Hunter Sarah, Fernando Hasanga, Baker Joseph F
Department of Orthopaedic Surgery, 3718Waikato Hospital, University of Auckland, Auckland, New Zealand.
University of Auckland Medical School, Auckland, New Zealand.
Global Spine J. 2022 Oct;12(8):1814-1820. doi: 10.1177/2192568221989296. Epub 2021 Feb 19.
Retrospective cohort study.
Despite pyogenic spondylodiscitis potentially conferring significant morbidity, there is no consensus on optimal treatment. The Brighton Spondylodiscitis Score (BSDS) was developed to identify patients who would likely fail conservative management and therefore benefit from earlier surgical intervention. In this study, we attempt external validation of the BSDS.
We carried out a retrospective review of all patients treated at our institution, 2010-2016, for pyogenic spondylodiscitis. 91 met inclusion criteria and 40 progressed to require surgical intervention. The BSDS was calculated for each patient allowing stratification into low-, moderate- and high-risk groups. Calibration and discrimination was assessed with ROC curve analysis and calibration plot.
Area under the curve (AUC) was 0.469 (0.22-0.71) in our external validation, compared with AUC 0.83 and 0.71 (CI 0.50-0.88) in the original study and test populations respectively. Only 60% of patients in the high-risk group required surgery, 50% in the moderate, and 38% of the low indicating poor calibration and predictive accuracy. Operative intervention was not higher overall in our cohort (44% vs. 32%, p = 0.14). We found greater rates of bacteraemia, more distal infection, and more advanced MRI findings in our cohort. The incidence of spondylodiscitis in our region is higher (4/100 000/year).

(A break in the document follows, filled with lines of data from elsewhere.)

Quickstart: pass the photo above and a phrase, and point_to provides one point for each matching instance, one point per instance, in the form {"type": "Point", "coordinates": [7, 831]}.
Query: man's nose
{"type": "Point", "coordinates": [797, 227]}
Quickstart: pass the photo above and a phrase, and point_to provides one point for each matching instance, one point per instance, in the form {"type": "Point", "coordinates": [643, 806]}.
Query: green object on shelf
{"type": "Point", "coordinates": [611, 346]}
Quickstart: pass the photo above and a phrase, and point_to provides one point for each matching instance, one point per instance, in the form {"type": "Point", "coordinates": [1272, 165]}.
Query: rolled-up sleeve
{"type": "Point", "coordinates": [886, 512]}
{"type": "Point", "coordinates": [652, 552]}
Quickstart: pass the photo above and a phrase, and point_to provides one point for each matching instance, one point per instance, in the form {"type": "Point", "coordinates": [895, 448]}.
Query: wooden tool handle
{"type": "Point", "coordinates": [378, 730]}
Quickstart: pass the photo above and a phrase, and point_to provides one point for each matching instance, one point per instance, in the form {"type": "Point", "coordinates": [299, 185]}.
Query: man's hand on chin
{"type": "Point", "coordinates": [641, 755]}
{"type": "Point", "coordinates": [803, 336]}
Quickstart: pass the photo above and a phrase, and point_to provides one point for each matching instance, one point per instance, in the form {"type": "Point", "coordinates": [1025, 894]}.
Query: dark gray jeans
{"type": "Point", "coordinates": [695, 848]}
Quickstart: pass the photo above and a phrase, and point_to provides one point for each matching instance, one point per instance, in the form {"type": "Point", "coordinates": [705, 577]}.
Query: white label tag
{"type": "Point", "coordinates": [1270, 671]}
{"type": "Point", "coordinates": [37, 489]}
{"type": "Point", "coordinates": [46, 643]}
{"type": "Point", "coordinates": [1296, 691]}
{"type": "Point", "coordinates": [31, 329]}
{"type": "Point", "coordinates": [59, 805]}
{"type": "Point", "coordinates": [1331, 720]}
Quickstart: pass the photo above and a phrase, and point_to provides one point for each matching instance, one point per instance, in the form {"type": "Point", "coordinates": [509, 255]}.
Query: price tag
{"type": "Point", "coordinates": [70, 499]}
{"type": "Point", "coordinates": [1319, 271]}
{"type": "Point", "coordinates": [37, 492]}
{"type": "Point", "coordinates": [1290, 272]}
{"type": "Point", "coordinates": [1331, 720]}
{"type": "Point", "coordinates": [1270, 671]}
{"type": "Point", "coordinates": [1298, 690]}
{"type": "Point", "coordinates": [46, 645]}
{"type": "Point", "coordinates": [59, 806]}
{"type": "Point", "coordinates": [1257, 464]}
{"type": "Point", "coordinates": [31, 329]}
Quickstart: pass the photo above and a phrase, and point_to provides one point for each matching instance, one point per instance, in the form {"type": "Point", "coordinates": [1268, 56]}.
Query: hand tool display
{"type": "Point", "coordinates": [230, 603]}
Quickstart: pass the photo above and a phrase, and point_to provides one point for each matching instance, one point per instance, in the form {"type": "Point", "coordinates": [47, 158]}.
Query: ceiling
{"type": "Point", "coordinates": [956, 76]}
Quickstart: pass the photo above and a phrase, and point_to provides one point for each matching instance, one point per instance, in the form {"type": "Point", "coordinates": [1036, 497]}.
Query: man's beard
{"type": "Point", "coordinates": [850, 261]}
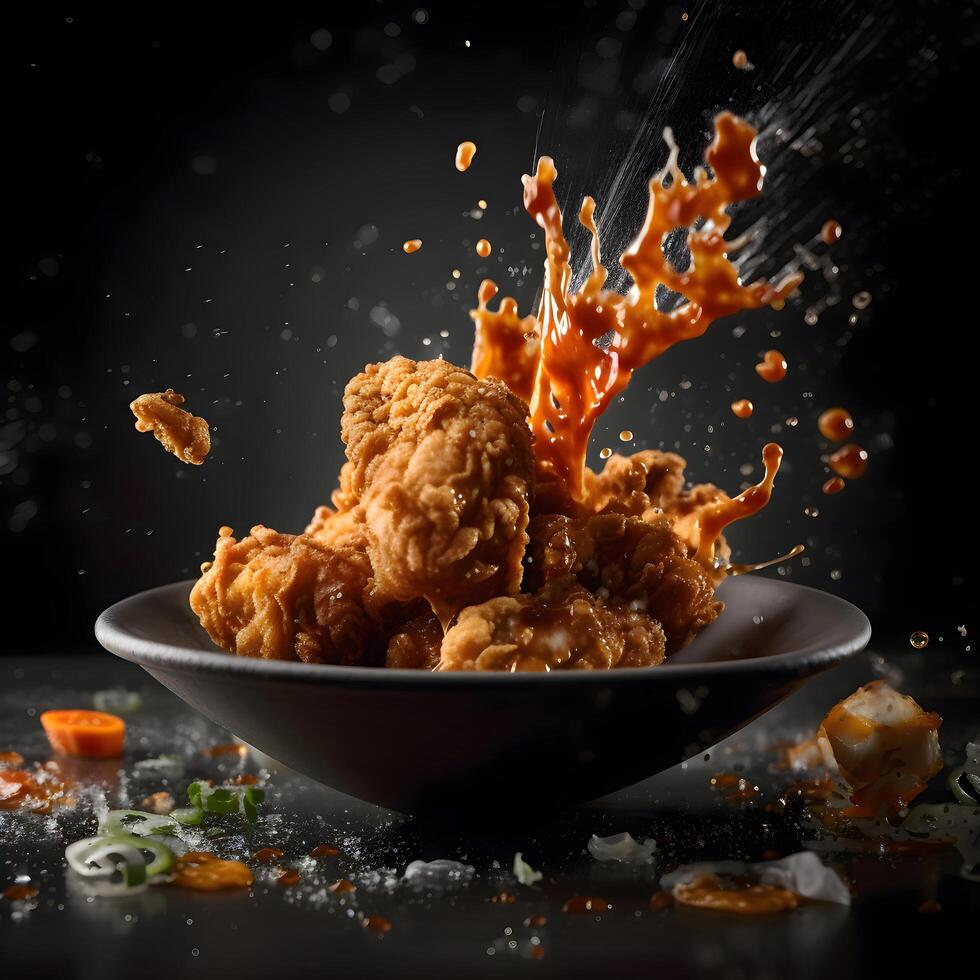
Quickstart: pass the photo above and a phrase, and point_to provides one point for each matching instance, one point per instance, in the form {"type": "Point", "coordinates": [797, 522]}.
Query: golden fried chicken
{"type": "Point", "coordinates": [637, 483]}
{"type": "Point", "coordinates": [641, 562]}
{"type": "Point", "coordinates": [440, 462]}
{"type": "Point", "coordinates": [286, 597]}
{"type": "Point", "coordinates": [415, 644]}
{"type": "Point", "coordinates": [186, 436]}
{"type": "Point", "coordinates": [562, 626]}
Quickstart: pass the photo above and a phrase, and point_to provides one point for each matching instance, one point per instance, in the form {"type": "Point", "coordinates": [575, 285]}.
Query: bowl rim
{"type": "Point", "coordinates": [121, 642]}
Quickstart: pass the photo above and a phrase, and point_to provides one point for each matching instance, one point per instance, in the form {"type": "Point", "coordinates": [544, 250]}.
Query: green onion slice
{"type": "Point", "coordinates": [101, 857]}
{"type": "Point", "coordinates": [190, 816]}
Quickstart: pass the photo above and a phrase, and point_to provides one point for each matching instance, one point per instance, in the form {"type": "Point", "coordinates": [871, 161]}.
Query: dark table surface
{"type": "Point", "coordinates": [461, 930]}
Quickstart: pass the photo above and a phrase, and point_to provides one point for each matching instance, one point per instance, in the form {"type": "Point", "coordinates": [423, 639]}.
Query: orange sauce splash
{"type": "Point", "coordinates": [835, 424]}
{"type": "Point", "coordinates": [592, 340]}
{"type": "Point", "coordinates": [715, 517]}
{"type": "Point", "coordinates": [506, 345]}
{"type": "Point", "coordinates": [772, 367]}
{"type": "Point", "coordinates": [850, 461]}
{"type": "Point", "coordinates": [464, 155]}
{"type": "Point", "coordinates": [20, 893]}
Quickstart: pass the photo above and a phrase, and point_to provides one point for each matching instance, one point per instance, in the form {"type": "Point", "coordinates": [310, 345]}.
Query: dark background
{"type": "Point", "coordinates": [215, 201]}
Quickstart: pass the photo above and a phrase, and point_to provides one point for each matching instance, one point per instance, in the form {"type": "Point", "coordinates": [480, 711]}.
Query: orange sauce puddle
{"type": "Point", "coordinates": [583, 904]}
{"type": "Point", "coordinates": [204, 871]}
{"type": "Point", "coordinates": [38, 790]}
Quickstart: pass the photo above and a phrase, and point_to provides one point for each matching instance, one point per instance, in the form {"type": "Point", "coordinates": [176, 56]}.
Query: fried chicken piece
{"type": "Point", "coordinates": [285, 597]}
{"type": "Point", "coordinates": [637, 561]}
{"type": "Point", "coordinates": [330, 527]}
{"type": "Point", "coordinates": [562, 626]}
{"type": "Point", "coordinates": [441, 464]}
{"type": "Point", "coordinates": [186, 436]}
{"type": "Point", "coordinates": [415, 644]}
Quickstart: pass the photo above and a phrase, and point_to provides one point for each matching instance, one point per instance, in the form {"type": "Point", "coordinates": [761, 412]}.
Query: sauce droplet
{"type": "Point", "coordinates": [835, 424]}
{"type": "Point", "coordinates": [715, 517]}
{"type": "Point", "coordinates": [581, 904]}
{"type": "Point", "coordinates": [19, 893]}
{"type": "Point", "coordinates": [850, 461]}
{"type": "Point", "coordinates": [464, 155]}
{"type": "Point", "coordinates": [772, 367]}
{"type": "Point", "coordinates": [830, 232]}
{"type": "Point", "coordinates": [744, 569]}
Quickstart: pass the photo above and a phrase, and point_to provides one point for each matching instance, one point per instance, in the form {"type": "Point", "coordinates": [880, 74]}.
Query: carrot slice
{"type": "Point", "coordinates": [94, 734]}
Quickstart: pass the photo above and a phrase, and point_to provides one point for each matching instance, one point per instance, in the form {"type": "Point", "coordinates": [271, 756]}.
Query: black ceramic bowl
{"type": "Point", "coordinates": [414, 740]}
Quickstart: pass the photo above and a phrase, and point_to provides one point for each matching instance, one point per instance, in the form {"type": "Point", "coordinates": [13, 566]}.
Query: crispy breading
{"type": "Point", "coordinates": [638, 561]}
{"type": "Point", "coordinates": [286, 597]}
{"type": "Point", "coordinates": [440, 462]}
{"type": "Point", "coordinates": [185, 435]}
{"type": "Point", "coordinates": [562, 626]}
{"type": "Point", "coordinates": [415, 644]}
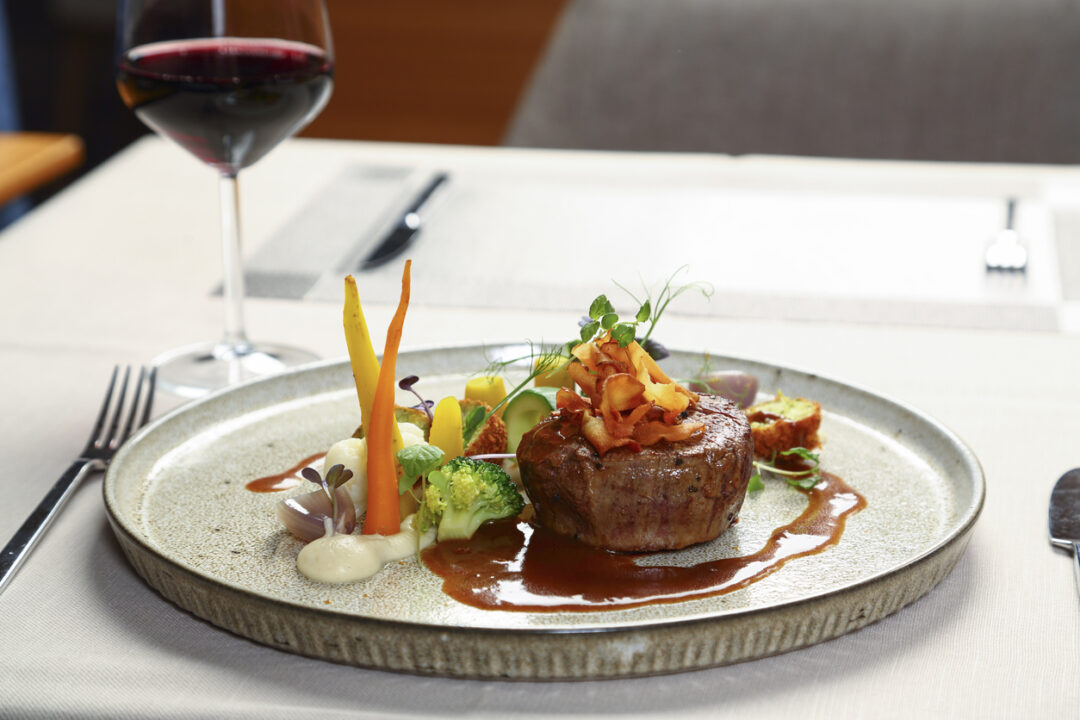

We failed to externally validate the BSDS in our population which is likely a result of unique population characteristics and the inherently variable pathology associated with spondylodiscitis. Clinicians must be cautious in adopting treatment algorithms developed in other health care systems that may comprise significantly different patient and pathogen characteristics.
回顾性队列研究。
尽管化脓性脊椎椎间盘炎可能导致严重的发病率,但对于最佳治疗方法尚无共识。布莱顿脊椎椎间盘炎评分(BSDS)旨在识别可能无法通过保守治疗成功的患者,从而使其从早期手术干预中获益。在本研究中,我们尝试对BSDS进行外部验证。
我们对2010年至2016年在我院接受治疗的所有化脓性脊椎椎间盘炎患者进行了回顾性研究。91例符合纳入标准,其中40例病情进展至需要手术干预。计算每位患者的BSDS,将其分为低、中、高风险组。通过ROC曲线分析和校准图评估校准和辨别能力。
在我们的外部验证中,曲线下面积(AUC)为0.469(0.22 - 0.71),而在原始研究和测试人群中,AUC分别为0.83和0.71(CI 0.50 - 0.88)。高风险组中仅60%的患者需要手术,中度风险组为50%,低风险组为38%,表明校准和预测准确性较差。在我们的队列中,总体手术干预率并不更高(44%对32%,p = 0.14)。我们发现我们队列中的菌血症发生率更高、远端感染更多,且MRI表现更严重。我们所在地区的脊椎椎间盘炎发病率更高(每年4/100 000)。
我们未能在我们的人群中对BSDS进行外部验证,这可能是由于独特的人群特征以及与脊椎椎间盘炎相关的内在病理变化所致。临床医生在采用其他医疗系统中开发的治疗算法时必须谨慎,因为这些算法所涉及的患者和病原体特征可能有很大差异。